That's basically it. It's the blood of pulp. Its the essence of all mass production quantity over quality writing in all its beauty. It's the fever swamp of idea generation that turns the idealistic dreamer into a typewriter warrior. And maybe, just maybe after smashing enough concepts together they come up with a gem. And if not a gem, then they have enough discipline to roll with any idea to create a finished product. Yes, a polished turd may still be a turd, but what of a polished pebble? What of a well moulded piece of clay? It may not be as great as a sculpture, but it is something.


or something like that.


Here's my Day 1

Prompt: Gun King


Ten serious men sat in the room with a boy around a large glass table. Outside the large glass windows, they could see the entirety of Checker City. The mega-city glimmered in all its complex brutalistic architecture. Every inch of its sky populated by airships, cruisers and grav lifts.

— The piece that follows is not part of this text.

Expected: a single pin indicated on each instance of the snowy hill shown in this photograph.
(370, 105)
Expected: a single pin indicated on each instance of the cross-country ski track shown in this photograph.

The men wore suits. The boy wore his highschool uniform. He'd taken the day off for this. He wouldn't miss it for the world.

"Ten Billion credits?"  One man offered. It was the final offer. Three other callers were on the line, and this was the largest offer yet.

The boy, Carl Ozymandius smiled.


He'd worked very hard to come to this point in his life. In an age where the blade was infinitely more useful than superficial projectile weapons, he had risen above mediocrity, put himself university and become a renowned weapon designer.

And now he was selling 10 of those weapons for an exclusive deal with one of the many mercenary security forces in employ across the world.

10 billion credits was enough capital to buy a faster-than-light spacecraft. It was surely enough to continue his research.


---

Okay before I write more I'm ending things here. Something frustrating and fun is happening.

1. The prompt has expanded to the story about a boy genius who becomes a gunmaker in a world where guns have historically fallen out of favour for the sake of magic, telekinetic abilities and swords. He starts arming governments and citizens that feel the pressures of living in such a world, and cuses world wide chaos.

2. The ideas are coming in great, but my narration has no flow. I wish I know what stick figures were for stories, because then I'd have a structure. As things are I can scribble story ideas well, but I have no idea how to draw a head and a body, how to sequentially progress from A to B.